Des personnages humains
Ses personnages ont une épaisseur humaine étonnante, à commencer par le premier d’entre eux, le héros récurrent comme on dit, André Anato, le capitaine de gendarmerie, originaire du pays, noir de peau aux yeux jaunes, qualifié quelque part de « négropolitain » car fils de Guyane mais élevé en métropole. Un solitaire, un séducteur, un tourmenté. Il lui faut en permanence assurer son autorité auprès de ses collègues, fonctionnaires, de passage souvent, et surtout comprendre d’où il procède lui-même.

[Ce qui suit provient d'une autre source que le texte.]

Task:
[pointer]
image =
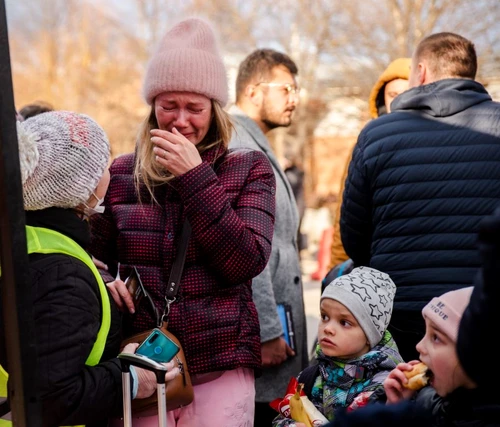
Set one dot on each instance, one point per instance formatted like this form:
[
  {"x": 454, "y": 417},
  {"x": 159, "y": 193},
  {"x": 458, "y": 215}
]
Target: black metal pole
[{"x": 17, "y": 316}]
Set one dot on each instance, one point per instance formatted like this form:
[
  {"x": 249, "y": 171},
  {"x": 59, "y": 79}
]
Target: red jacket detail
[{"x": 231, "y": 213}]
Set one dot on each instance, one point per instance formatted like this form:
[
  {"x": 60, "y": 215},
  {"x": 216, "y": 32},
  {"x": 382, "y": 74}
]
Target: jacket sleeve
[
  {"x": 67, "y": 314},
  {"x": 235, "y": 239},
  {"x": 473, "y": 336},
  {"x": 338, "y": 252},
  {"x": 355, "y": 216}
]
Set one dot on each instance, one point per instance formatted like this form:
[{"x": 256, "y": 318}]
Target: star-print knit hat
[{"x": 369, "y": 296}]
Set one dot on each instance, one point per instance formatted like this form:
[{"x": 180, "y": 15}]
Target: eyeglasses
[{"x": 289, "y": 88}]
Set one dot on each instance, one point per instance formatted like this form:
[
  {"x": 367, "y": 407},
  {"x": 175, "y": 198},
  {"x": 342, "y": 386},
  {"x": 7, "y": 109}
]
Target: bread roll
[{"x": 418, "y": 377}]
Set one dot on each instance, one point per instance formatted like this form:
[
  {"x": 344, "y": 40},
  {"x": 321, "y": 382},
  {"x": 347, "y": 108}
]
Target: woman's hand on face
[
  {"x": 121, "y": 295},
  {"x": 394, "y": 384},
  {"x": 174, "y": 151}
]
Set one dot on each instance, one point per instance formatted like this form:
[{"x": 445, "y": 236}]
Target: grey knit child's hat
[
  {"x": 63, "y": 156},
  {"x": 369, "y": 295}
]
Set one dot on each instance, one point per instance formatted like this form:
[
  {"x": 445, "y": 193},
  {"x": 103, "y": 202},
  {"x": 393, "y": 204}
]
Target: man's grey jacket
[{"x": 281, "y": 281}]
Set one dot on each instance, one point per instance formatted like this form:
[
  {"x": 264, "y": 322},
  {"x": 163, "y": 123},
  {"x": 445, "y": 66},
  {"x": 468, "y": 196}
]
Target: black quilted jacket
[{"x": 420, "y": 180}]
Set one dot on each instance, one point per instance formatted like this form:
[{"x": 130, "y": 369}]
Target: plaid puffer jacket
[{"x": 230, "y": 204}]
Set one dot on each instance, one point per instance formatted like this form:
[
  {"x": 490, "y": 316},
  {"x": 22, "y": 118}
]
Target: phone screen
[{"x": 158, "y": 347}]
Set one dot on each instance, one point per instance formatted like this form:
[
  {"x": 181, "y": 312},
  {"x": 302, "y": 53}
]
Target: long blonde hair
[{"x": 147, "y": 171}]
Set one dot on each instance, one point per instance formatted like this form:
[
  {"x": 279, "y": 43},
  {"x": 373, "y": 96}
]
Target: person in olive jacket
[{"x": 63, "y": 159}]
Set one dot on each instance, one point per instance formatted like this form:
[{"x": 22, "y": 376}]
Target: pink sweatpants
[{"x": 227, "y": 401}]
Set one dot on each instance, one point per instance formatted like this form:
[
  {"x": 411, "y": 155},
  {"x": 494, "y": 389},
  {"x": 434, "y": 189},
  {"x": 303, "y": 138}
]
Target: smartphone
[{"x": 158, "y": 347}]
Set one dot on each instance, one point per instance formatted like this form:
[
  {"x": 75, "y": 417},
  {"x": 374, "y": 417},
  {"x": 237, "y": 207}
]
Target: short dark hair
[
  {"x": 35, "y": 108},
  {"x": 448, "y": 55},
  {"x": 259, "y": 65}
]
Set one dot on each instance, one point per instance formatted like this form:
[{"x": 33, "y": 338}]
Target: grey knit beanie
[
  {"x": 369, "y": 296},
  {"x": 63, "y": 156}
]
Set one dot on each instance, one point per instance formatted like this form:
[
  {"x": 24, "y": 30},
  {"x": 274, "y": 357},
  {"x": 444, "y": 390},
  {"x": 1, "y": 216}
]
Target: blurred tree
[{"x": 90, "y": 56}]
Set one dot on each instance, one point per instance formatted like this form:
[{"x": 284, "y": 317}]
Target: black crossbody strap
[{"x": 178, "y": 266}]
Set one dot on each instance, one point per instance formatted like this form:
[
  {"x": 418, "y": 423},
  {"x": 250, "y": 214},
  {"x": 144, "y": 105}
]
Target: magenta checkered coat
[{"x": 231, "y": 212}]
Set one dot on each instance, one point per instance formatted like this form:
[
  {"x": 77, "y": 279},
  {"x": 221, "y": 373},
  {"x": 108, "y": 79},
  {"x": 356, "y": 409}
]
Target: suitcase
[{"x": 143, "y": 362}]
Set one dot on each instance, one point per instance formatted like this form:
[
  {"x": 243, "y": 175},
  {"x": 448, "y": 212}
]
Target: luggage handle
[{"x": 160, "y": 370}]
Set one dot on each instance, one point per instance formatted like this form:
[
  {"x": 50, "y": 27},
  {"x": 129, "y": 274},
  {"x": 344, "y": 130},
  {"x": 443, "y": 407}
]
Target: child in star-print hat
[
  {"x": 368, "y": 294},
  {"x": 355, "y": 353}
]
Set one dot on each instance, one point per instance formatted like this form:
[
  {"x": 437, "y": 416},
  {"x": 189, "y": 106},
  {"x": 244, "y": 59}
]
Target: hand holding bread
[
  {"x": 404, "y": 380},
  {"x": 418, "y": 377}
]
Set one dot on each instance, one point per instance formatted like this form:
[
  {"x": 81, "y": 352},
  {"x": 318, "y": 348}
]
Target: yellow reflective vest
[{"x": 46, "y": 241}]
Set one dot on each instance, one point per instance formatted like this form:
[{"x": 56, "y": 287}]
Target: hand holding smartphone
[{"x": 158, "y": 347}]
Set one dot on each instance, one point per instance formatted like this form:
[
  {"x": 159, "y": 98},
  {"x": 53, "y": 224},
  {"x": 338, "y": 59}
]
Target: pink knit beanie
[
  {"x": 446, "y": 311},
  {"x": 187, "y": 59}
]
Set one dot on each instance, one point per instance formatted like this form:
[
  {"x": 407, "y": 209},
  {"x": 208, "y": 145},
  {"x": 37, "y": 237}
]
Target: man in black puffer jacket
[{"x": 420, "y": 181}]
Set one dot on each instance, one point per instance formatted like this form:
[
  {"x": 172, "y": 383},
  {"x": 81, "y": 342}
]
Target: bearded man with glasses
[{"x": 266, "y": 97}]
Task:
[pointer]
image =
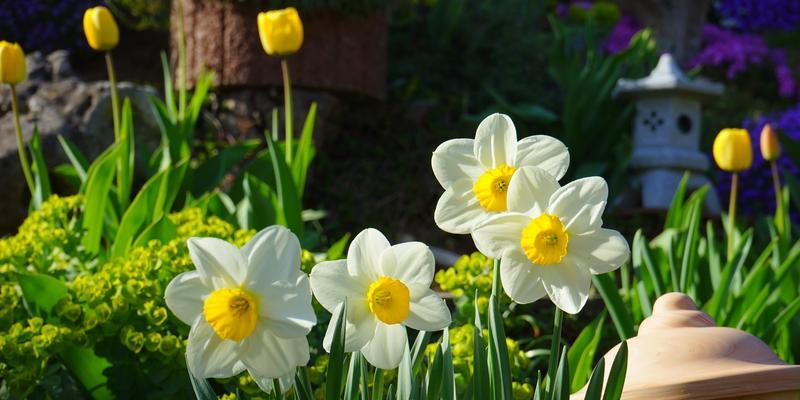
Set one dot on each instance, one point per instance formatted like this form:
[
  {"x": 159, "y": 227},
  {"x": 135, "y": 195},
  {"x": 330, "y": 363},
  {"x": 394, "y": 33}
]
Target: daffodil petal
[
  {"x": 287, "y": 307},
  {"x": 273, "y": 254},
  {"x": 521, "y": 279},
  {"x": 220, "y": 264},
  {"x": 428, "y": 311},
  {"x": 185, "y": 295},
  {"x": 458, "y": 210},
  {"x": 454, "y": 160},
  {"x": 530, "y": 189},
  {"x": 208, "y": 356},
  {"x": 410, "y": 262},
  {"x": 385, "y": 349},
  {"x": 496, "y": 141},
  {"x": 601, "y": 251},
  {"x": 331, "y": 283},
  {"x": 500, "y": 233},
  {"x": 364, "y": 254},
  {"x": 545, "y": 152},
  {"x": 580, "y": 204},
  {"x": 268, "y": 356},
  {"x": 567, "y": 285}
]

Il y a un mystère Anato, le mystère des origines, qui va tarabuster notre gendarme tout au long de ses différentes enquêtes.
On est ici dans un monde extraordinairement complexe, où les dérives « modernistes » côtoient les rites les plus archaïques, mais ce mélange des genres ne fait pas peur à Colin Niel, le surdoué, qui nous donne, l’air de rien, un peu comme un magicien, les clés de cet univers.
Après Les Hamacs de carton, trois autres romans sont venus compléter cette « série guyanaise », aux éditions Le Rouergue (republié chez Babel noir) : Ce qui reste en forêt (2013), sur un drôle d’oiseau et d’inquiétants scientifiques du CNRS ; Obia, 2015, voir plus loin ; Sur le ciel effondré (2018), une descente vers le Haut-Maroni, les mythiques Tumuc-Humac et les villages amérindiens.
Chacun de ces ouvrages a connu un accueil remarqué, tant l’auteur a su séduire et s’attacher un public fidèle. C’est toutefois Obia qui va lui assurer un véritable renom : l’ouvrage est salué par une dizaine de prix littéraires !
L’histoire se situe à Saint-Laurent-du-Maroni, dans une région frontalière avec le Surinam, un lieu d’échanges et de trafics, de passages et de crimes, où la mémoire de la récente guerre civile (dans le pays voisin) reste vivace. Une histoire de pratiques magiques, de « mules » également, ces gens qui avalent la drogue pour traverser les frontières.
Assurant un changement complet de perspectives, l’auteur écrit en 2017 Seules les bêtes, toujours chez le même éditeur, une histoire de disparitions sur le causse, un paysage venteux et minéral de hauts plateaux du centre de la France (voir encadré). On y trouve des tempêtes de neige, des fermes isolées, une virée inattendue en Afrique, un usage immodéré d’Internet et surtout un parfait suspense. Cinq personnages racontent successivement le même drame fait de tromperies, d’illusions et de mensonges. Une fois encore, les prix littéraires étaient au rendez-vous. Et l’ouvrage a été adapté, l’hiver dernier, au cinéma, par Dominik Moll.
 
Gérard Streiff est journaliste et écrivain.


L’incipit de Seules les bêtes

Les gens veulent toujours un début. Ils s’imaginent que si une histoire commence quelque part, c’est qu’elle a aussi une fin. Que l’orage a cessé, qu’ils peuvent revenir à leur routine, épargnés qu’ils ont été. Ça se tient, je dis pas. Et puis ça rassure un peu. Il faut bien parce que ce qui s’est passé cette année-là, ça en a inquiété plus d’un. Ceux d’en bas dans la vallée, sur les marches, dans les foires, ils la racontent encore, cette histoire. Ils inventent la moitié d’ailleurs, chacun a ses petits détails qu’il a rajoutés, qu’il peaufine les mois passant. À leur place je ferais pareil : ça fait des choses à dire, tout le monde cherche des choses à dire, sinon on n’existe pas. C’est humain. Bref. Lorsque les gens reparlent de tout ça, leur début à eux, c’est celui de la télé.